IDAHOBIT day is held on the anniversary of 17 May, 1990 when the World Health Organisation removed homosexuality from the classification of diseases.

In 2016, Ballarat was the first Local Government Area in regional Victoria to raise the flag, and the municipality has done so every year since.

“I am an oral historian for the Australian Queer Archives, and I believe that we are actually creating history every time we do something like this,” said community member KL Joy.

“Eight years down the track the City of Ballarat is still raising the flag and I think what is happening in Ballarat is quite extraordinary.”

In 2020, when the community couldn’t gather due to the COVID-19 pandemic, a virtual flag raising was held.

The City of Ballarat also committed to the development of an inclusion plan in 2021 and an advisory committee was set up.

The plan was adopted by council in October 2022 and is currently being implemented.

Last year was the first time all of Victoria’s local governments committed to flying the progress pride flag on 17 May after years of advocacy by the Victorian Pride Lobby.

Figures from 2014 indicated that more than nine per cent of Ballarat residents identified as LGBTIQA+ and this number is now believed to exceed 10 per cent.

“We have young people who are coming out as we speak, young people at school who are questioning themselves,” said KL.
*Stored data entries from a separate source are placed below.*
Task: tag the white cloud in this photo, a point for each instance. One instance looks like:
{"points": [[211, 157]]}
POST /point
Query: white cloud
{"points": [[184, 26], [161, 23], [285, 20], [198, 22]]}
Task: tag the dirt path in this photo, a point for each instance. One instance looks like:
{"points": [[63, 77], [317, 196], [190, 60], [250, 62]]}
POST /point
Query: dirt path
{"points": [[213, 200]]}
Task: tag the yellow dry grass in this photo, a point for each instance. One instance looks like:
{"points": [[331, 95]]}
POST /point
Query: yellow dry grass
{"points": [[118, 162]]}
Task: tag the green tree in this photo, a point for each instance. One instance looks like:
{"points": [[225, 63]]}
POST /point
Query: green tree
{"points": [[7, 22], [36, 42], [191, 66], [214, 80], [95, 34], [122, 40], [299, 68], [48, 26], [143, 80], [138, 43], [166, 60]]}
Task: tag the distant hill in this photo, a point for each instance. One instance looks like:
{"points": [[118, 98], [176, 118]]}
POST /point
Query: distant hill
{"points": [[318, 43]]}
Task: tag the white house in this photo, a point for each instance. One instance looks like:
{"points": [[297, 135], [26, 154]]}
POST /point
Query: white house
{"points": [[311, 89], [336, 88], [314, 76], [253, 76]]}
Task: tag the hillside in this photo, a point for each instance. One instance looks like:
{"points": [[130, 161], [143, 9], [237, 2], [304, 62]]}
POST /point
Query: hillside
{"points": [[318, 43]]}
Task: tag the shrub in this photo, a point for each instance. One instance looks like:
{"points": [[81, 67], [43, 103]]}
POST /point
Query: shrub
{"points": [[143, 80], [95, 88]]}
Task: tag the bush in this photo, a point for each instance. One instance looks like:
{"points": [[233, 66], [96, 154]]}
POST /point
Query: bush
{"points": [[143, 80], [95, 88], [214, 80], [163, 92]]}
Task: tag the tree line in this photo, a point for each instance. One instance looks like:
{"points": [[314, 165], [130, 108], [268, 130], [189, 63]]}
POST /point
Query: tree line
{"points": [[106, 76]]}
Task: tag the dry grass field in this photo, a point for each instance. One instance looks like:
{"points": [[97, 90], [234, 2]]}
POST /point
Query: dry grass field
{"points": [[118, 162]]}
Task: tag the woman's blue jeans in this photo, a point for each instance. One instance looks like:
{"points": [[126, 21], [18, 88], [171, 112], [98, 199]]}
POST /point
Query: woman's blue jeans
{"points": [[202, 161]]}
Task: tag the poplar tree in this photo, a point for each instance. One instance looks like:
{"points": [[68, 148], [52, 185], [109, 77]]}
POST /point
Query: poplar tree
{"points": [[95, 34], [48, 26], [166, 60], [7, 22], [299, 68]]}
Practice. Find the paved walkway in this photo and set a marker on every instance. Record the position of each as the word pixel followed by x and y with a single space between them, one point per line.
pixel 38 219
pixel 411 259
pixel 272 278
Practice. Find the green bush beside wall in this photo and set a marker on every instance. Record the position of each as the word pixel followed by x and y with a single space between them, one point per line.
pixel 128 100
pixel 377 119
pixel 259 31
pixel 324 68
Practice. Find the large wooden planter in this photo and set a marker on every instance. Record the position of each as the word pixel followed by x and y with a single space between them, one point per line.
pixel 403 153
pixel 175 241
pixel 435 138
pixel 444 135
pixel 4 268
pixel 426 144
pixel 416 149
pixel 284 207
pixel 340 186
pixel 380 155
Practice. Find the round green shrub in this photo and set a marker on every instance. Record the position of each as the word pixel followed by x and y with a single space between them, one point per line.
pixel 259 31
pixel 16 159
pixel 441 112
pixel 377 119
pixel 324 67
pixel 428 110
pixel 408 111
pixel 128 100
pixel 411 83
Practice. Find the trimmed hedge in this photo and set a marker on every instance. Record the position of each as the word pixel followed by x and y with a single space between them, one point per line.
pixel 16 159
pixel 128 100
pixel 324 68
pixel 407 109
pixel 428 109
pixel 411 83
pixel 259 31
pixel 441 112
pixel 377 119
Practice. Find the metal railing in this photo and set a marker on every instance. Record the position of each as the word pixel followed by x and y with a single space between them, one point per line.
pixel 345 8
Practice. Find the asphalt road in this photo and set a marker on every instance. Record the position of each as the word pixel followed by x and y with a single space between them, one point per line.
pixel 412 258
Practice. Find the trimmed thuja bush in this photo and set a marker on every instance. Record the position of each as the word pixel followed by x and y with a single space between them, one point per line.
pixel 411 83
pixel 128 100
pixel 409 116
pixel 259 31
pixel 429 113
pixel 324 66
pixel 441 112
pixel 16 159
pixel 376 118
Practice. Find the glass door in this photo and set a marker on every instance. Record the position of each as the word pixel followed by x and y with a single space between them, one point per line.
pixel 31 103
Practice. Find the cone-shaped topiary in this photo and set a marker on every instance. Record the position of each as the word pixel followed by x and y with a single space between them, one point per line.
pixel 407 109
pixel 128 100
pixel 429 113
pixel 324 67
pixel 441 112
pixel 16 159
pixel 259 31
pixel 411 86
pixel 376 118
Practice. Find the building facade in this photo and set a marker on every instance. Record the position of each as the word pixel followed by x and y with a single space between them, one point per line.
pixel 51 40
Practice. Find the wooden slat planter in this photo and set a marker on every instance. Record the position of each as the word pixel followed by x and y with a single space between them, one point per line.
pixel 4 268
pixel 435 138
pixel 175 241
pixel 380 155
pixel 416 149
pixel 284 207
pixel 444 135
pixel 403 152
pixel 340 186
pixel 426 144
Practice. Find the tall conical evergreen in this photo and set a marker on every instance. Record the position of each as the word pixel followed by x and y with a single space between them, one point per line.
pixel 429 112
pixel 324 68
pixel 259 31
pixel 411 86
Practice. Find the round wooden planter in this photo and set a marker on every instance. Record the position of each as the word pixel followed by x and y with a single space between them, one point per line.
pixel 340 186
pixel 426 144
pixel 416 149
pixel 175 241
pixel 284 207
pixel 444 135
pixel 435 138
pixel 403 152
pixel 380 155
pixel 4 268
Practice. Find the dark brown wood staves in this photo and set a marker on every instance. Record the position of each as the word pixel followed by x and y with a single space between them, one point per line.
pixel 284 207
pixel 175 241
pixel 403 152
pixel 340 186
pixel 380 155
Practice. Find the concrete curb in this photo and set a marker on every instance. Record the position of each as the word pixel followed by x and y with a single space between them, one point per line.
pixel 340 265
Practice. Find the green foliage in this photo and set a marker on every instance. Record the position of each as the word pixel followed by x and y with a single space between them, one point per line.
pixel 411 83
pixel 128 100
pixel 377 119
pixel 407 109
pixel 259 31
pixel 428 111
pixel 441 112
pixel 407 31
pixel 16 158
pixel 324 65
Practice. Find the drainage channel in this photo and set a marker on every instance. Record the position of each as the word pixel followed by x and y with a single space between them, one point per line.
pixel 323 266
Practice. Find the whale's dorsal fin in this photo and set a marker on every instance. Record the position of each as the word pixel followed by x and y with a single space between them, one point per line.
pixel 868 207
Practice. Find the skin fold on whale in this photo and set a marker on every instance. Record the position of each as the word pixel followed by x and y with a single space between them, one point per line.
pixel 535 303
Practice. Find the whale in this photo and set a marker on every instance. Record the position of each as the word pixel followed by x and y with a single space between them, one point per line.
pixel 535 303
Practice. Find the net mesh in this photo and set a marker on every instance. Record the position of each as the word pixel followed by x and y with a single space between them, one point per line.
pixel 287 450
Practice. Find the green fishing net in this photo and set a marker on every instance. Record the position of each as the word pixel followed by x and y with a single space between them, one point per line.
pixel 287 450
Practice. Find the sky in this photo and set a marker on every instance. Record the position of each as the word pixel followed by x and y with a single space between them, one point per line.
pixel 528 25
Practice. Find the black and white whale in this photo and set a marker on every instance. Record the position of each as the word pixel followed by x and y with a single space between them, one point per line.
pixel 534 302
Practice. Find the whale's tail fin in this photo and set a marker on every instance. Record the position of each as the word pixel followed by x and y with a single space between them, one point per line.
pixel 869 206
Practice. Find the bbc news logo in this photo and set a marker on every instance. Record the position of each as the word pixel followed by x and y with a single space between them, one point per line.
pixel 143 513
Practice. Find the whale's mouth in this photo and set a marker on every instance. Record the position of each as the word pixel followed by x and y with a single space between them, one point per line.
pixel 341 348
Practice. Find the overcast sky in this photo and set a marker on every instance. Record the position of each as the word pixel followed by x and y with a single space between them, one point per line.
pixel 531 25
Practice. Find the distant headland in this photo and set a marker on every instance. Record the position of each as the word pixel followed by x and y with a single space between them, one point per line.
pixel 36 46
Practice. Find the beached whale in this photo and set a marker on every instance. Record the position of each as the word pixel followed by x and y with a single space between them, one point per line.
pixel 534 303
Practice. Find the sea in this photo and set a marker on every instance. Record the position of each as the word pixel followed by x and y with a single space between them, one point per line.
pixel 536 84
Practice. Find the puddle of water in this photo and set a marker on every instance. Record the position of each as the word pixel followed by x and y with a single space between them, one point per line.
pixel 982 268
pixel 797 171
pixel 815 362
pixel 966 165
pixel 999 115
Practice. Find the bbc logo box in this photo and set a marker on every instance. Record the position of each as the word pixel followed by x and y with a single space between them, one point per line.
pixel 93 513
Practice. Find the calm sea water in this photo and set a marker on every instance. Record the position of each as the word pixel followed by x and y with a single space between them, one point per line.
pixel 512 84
“That flag gives permission to know that this is a safe place to question, to ask questions, to be who they are no matter what their identity is.

“I did not transition in Melbourne, I transitioned here in Ballarat at the age of 49 and I felt safe.”
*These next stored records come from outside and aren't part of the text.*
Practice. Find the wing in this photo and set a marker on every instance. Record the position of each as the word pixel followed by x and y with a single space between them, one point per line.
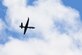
pixel 26 26
pixel 25 30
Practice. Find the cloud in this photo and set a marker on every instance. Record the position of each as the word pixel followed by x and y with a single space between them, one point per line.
pixel 49 17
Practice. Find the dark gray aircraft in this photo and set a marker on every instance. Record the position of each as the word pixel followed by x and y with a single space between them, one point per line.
pixel 26 26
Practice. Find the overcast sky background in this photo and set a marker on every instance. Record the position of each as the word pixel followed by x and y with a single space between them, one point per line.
pixel 58 27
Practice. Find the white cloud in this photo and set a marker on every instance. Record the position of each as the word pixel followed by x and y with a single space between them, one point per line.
pixel 42 15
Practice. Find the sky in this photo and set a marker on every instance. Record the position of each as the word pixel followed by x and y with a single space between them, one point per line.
pixel 58 27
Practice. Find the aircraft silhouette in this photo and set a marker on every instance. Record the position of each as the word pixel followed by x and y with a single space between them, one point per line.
pixel 26 26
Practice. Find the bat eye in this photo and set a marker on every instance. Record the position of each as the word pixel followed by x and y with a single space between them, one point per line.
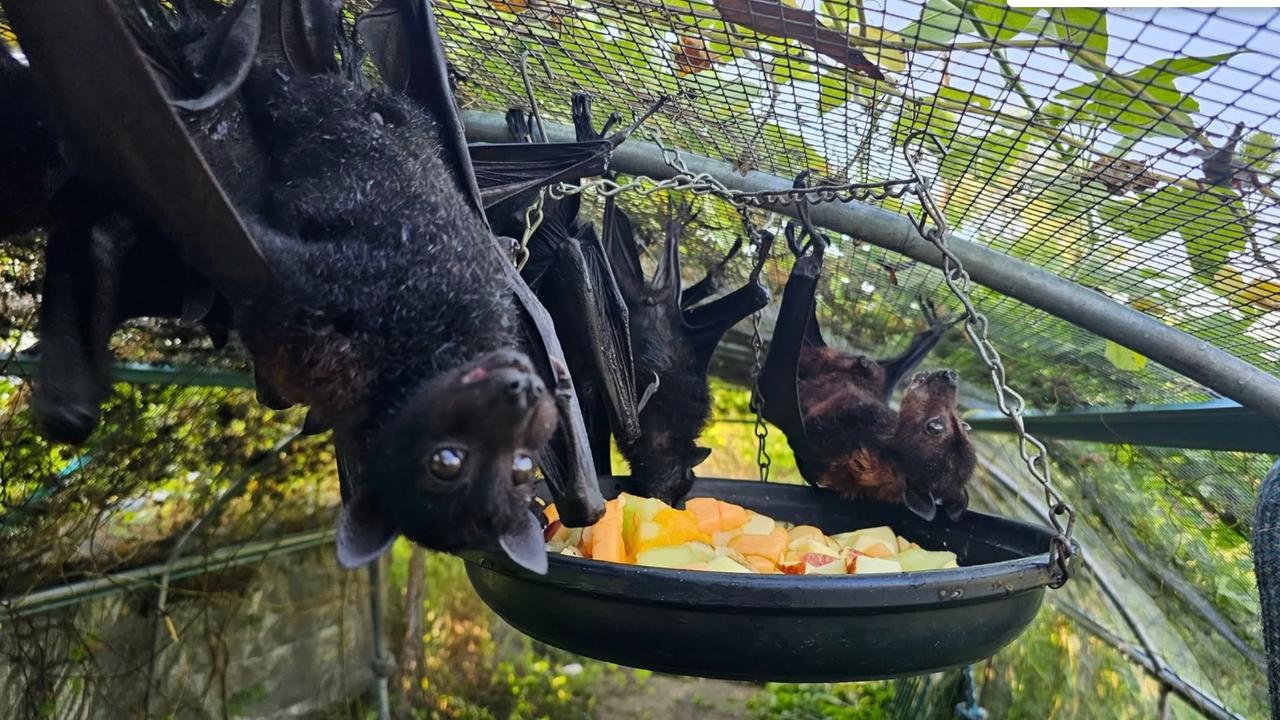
pixel 522 469
pixel 447 463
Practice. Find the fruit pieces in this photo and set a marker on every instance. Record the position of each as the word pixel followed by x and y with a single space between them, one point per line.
pixel 714 536
pixel 676 556
pixel 767 546
pixel 607 534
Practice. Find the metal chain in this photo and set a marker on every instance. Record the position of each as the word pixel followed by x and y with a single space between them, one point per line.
pixel 933 227
pixel 968 707
pixel 762 431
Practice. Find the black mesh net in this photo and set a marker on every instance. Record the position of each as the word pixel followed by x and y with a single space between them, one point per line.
pixel 1130 151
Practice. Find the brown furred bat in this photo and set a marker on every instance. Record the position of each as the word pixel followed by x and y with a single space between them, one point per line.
pixel 833 408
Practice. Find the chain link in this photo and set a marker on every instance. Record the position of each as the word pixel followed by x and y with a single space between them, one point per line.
pixel 932 227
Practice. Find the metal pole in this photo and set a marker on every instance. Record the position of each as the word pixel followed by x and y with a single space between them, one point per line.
pixel 114 583
pixel 1266 568
pixel 1082 306
pixel 383 662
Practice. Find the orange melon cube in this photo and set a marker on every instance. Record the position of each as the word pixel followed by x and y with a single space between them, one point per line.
pixel 731 515
pixel 769 547
pixel 607 534
pixel 707 511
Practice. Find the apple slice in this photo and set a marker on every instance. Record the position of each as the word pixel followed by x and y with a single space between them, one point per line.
pixel 868 565
pixel 919 560
pixel 791 566
pixel 822 564
pixel 758 524
pixel 725 564
pixel 874 546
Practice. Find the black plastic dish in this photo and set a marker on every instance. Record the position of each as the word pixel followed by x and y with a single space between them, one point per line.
pixel 782 627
KL said that they feel proud to live in the City of Ballarat, however, it is a place which was once unsafe for the queer community.
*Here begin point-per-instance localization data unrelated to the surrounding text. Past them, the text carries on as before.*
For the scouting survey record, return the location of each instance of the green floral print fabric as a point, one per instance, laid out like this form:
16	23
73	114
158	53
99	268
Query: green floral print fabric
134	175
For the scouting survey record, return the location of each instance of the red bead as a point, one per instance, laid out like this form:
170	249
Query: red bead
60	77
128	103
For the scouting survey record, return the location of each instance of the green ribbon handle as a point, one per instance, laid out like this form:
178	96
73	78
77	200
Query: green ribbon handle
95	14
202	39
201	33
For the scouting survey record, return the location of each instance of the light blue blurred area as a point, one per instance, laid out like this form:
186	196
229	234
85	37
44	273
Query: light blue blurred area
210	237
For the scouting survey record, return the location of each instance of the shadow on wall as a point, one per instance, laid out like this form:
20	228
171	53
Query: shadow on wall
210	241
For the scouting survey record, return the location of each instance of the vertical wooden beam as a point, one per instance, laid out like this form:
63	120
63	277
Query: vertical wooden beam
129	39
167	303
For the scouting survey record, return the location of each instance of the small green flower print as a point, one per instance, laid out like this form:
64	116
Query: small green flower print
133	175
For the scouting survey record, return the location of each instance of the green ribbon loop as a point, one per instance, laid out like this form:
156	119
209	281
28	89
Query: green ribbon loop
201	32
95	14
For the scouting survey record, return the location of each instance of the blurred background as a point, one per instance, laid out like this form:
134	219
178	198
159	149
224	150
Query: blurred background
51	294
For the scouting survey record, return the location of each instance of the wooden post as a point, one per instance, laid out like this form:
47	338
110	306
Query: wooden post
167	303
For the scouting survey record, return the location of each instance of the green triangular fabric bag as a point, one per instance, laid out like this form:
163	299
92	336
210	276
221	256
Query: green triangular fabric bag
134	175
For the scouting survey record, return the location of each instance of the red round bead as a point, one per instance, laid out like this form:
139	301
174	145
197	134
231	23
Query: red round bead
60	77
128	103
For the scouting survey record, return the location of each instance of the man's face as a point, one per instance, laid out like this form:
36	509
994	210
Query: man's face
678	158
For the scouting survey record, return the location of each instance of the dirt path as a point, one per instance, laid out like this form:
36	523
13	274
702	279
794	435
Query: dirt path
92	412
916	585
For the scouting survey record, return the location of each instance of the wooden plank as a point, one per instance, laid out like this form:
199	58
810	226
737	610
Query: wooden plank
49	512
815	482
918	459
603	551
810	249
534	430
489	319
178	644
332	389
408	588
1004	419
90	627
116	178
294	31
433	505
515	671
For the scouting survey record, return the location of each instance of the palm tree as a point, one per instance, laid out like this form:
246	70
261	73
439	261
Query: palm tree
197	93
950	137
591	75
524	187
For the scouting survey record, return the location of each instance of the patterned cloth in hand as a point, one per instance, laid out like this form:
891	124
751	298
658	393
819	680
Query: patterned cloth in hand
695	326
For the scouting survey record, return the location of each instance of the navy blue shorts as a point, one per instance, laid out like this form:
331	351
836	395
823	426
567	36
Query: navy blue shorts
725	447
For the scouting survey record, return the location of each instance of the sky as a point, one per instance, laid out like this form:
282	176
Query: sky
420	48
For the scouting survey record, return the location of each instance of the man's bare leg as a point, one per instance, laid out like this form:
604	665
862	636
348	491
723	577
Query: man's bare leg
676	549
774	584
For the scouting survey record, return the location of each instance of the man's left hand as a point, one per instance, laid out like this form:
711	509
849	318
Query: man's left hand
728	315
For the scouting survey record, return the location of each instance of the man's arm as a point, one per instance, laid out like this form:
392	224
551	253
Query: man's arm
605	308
“I used to come up here in the 80s to visit my girlfriend who was at Ballarat University at the time, and we were walking in Camp Street, coming out of what is now known as Irish Murphy’s and we were cat called and abused,” said KL.

“Ballarat has a very strong history of homophobia and for me personally, it didn’t feel like a safe place.

“Thirteen years ago, someone asked, ‘why don’t you buy a house in Ballarat?’ and I thought you wouldn’t catch me dead here.

“Eight years ago, we moved to Ballarat, and I cannot think of a better place to be.”

KL thanked the City for the changes that have been made in recent years.

“I believe that the City of Ballarat are one of the forerunners in what regional Victoria can do for the community,” they said.

“When the City of Ballarat have something they want to do, they are consulting us.

“As a community, we feel represented in the City of Ballarat.”